Early COPs drew up the Kyoto Protocol, a legal commitment to take various actions to curb global warming. But not all parties ratified it – notably the USA – so at COPs there are parallel sessions of the MOPs, the Members of the Parties that have ratified Kyoto. For a while the events were billed as COP/MOPs.

Then, for reasons I cannot recall, the MOP got changed to the CMP: the Conference of the Parties acting as the Meeting of the Parties (a terrible acronym). Even so, many people still refer to COP/MOP because it flows off the tongue more easily.
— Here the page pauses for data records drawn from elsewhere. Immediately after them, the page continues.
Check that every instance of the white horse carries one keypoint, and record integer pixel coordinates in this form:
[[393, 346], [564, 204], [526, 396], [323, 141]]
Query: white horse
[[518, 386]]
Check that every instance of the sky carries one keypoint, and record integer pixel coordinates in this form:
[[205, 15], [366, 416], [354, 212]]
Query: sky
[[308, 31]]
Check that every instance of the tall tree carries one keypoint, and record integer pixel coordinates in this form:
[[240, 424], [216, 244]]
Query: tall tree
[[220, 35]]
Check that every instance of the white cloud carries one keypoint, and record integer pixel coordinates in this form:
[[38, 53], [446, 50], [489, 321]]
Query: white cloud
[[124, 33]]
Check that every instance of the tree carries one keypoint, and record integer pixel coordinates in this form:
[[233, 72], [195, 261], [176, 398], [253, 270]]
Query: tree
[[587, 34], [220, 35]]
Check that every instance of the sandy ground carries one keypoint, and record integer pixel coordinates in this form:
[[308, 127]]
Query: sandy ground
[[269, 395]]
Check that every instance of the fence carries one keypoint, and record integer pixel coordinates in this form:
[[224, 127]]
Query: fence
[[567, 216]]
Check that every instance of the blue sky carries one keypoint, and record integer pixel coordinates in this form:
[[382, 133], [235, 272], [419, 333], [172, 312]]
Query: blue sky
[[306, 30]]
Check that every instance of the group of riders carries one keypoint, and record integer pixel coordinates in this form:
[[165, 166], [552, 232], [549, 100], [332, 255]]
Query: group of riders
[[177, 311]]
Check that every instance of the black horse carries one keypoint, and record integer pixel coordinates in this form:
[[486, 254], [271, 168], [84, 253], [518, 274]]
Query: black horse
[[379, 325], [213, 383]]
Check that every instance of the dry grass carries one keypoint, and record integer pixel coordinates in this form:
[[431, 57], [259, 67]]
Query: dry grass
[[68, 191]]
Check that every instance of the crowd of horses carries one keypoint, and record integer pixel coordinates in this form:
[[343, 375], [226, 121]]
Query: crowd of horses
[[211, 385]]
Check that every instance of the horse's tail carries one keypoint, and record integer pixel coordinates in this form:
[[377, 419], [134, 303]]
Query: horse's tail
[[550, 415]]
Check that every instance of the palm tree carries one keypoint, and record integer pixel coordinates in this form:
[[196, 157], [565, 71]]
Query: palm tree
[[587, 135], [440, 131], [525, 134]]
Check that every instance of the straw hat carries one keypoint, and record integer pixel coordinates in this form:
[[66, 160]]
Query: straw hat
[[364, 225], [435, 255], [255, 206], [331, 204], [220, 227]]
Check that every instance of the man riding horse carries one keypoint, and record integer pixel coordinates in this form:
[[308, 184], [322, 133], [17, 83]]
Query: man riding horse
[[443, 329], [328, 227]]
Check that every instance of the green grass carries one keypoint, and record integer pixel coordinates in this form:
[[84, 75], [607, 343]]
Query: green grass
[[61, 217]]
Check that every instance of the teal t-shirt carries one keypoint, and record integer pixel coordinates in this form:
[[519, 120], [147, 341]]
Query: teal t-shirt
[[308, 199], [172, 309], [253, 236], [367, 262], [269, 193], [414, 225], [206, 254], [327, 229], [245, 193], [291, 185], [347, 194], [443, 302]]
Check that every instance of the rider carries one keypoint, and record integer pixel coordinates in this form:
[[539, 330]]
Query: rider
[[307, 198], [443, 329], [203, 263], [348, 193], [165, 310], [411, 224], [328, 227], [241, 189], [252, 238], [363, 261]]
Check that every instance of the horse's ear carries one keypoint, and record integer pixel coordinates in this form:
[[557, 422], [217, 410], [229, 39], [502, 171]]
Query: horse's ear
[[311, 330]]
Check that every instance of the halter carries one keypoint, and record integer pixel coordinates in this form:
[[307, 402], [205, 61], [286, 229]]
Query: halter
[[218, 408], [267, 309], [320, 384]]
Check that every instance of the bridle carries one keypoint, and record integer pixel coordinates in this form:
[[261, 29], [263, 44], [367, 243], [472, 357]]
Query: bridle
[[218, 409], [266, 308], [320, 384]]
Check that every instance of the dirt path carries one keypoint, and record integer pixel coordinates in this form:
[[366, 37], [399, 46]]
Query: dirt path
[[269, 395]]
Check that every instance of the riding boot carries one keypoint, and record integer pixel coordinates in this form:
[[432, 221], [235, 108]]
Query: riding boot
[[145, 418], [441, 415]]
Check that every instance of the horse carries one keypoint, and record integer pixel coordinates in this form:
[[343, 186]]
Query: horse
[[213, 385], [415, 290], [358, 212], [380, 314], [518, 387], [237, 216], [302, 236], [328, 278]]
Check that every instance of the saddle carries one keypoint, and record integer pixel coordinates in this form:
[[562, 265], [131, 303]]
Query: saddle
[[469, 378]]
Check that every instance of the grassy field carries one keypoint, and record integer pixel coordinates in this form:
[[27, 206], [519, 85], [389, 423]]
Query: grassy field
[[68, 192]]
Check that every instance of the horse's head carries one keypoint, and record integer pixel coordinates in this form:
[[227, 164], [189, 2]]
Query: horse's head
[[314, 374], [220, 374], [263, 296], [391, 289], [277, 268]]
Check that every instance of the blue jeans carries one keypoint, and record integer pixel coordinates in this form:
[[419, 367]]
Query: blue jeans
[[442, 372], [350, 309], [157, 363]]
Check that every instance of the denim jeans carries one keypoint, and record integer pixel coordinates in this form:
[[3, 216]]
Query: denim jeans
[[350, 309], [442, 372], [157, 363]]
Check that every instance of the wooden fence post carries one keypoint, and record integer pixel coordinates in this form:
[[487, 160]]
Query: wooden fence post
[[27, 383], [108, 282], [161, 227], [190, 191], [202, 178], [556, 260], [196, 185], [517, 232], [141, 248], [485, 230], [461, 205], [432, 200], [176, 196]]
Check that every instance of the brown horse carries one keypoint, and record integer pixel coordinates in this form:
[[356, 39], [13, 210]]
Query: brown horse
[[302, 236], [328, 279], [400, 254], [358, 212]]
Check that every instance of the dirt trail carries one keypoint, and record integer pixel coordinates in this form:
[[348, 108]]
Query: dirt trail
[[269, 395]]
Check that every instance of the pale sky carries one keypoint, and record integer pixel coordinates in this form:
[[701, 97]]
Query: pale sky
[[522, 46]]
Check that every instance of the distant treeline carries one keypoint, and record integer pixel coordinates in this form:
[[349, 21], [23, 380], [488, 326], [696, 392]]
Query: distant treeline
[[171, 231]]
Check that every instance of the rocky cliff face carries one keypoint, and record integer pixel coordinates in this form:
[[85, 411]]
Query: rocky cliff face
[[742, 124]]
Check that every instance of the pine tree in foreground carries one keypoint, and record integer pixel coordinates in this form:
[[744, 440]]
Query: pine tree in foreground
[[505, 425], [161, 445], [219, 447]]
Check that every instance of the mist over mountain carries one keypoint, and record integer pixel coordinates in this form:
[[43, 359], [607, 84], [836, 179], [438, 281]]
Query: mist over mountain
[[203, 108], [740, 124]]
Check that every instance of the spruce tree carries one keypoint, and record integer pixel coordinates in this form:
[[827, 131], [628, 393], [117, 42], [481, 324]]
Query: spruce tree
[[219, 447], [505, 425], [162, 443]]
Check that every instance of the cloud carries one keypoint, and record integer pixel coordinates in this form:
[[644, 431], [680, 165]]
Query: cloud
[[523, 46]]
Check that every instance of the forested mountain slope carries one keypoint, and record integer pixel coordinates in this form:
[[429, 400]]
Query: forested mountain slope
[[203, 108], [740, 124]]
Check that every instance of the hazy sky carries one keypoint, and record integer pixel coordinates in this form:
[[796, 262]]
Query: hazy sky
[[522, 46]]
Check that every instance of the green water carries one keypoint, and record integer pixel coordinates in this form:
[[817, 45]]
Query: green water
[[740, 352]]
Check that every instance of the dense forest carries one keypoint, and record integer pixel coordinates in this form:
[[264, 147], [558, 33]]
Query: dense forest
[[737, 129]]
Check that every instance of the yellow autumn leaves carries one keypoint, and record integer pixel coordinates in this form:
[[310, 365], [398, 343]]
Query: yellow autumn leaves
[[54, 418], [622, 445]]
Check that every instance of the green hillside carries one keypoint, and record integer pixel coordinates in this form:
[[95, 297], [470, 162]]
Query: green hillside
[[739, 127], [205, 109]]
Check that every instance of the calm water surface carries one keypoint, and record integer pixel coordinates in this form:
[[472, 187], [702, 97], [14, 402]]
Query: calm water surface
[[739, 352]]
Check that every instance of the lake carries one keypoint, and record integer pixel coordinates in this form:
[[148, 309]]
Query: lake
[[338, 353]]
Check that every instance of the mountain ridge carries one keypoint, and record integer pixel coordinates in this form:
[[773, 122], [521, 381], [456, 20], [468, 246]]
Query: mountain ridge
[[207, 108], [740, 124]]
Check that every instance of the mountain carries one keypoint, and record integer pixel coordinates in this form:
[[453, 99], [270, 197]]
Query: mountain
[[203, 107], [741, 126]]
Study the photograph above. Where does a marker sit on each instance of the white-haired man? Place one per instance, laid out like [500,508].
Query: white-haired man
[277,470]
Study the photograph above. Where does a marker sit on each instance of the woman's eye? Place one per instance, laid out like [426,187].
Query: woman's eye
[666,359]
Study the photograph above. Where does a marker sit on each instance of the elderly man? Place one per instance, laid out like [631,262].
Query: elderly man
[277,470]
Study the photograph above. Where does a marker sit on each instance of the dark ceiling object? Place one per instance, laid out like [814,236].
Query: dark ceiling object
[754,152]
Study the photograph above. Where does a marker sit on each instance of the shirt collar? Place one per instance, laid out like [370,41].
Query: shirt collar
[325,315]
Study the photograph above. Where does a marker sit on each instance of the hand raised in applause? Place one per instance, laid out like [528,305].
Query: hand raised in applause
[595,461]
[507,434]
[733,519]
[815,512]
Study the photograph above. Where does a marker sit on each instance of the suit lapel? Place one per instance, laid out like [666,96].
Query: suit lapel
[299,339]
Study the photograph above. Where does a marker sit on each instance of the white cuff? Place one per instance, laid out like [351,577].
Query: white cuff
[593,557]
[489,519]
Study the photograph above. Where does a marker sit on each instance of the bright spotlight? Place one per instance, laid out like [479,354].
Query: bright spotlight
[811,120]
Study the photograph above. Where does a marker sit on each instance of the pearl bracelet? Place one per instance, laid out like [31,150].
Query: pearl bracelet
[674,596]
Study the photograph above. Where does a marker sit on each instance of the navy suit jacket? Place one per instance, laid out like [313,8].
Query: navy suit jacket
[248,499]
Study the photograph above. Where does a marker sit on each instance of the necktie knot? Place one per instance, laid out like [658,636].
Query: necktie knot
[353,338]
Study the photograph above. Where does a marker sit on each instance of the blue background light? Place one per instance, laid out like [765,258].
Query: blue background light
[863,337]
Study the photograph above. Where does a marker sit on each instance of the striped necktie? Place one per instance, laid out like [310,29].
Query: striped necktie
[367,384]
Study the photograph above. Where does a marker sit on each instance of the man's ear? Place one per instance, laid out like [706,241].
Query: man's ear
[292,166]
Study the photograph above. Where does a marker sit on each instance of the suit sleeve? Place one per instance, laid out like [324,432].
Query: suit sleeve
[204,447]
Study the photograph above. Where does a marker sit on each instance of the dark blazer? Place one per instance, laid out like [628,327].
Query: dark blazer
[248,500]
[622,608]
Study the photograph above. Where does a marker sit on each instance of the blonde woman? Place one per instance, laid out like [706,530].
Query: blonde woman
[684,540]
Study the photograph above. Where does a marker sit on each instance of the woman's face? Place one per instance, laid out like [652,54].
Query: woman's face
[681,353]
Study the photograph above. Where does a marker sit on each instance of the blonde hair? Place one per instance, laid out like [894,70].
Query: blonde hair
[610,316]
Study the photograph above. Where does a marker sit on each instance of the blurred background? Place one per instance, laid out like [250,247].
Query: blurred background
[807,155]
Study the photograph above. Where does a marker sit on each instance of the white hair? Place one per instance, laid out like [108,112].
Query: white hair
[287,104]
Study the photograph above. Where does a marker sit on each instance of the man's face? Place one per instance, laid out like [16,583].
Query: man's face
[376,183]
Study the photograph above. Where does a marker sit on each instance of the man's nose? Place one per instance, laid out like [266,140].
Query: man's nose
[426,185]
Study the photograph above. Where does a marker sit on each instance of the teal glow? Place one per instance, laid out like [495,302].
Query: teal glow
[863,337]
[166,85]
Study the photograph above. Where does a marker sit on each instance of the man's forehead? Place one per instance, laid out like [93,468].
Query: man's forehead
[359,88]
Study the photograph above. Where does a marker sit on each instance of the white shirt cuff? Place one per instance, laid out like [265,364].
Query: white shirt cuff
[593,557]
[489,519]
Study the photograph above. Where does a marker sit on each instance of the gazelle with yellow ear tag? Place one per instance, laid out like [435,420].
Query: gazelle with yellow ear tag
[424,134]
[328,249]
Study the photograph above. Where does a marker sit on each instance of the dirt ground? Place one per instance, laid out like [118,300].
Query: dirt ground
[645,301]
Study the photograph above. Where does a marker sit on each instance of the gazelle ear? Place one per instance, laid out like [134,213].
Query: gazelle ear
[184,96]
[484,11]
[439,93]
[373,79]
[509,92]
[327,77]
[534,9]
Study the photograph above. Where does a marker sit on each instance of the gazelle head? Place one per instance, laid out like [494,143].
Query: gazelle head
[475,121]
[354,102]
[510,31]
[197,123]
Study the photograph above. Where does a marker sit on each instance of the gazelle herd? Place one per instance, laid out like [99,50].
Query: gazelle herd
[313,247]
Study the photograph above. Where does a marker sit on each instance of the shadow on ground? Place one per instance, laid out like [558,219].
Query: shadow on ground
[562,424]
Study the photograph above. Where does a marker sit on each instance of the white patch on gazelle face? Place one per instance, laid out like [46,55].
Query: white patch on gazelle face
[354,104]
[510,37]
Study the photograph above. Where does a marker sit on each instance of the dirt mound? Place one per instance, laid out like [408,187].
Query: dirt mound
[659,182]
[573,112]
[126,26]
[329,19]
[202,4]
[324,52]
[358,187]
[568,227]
These things can matter. On the first day of the conference China objected to the fact that the conference logo only included COP and not CMP: did this not imply that the intended outcome would be the sweeping aside of the Kyoto Protocol with the legally binding commitments it makes upon its members? The logo got hastily adjusted.

A key negotiating issue is whether a new protocol should be created that will displace Kyoto, or whether a twin track approach will be followed with a new agreement existing in parallel to the old. Negotiators who want a serious outcome insist that it be legally binding, and Kyoto does that, but the very word ‘Kyoto’ is political anathema to the Americans and any reference to it will make it difficult for Obama to sell a deal to the Senate.

One reason why the letters CMP are said to stand in reality for ‘Conference Missing a Party!’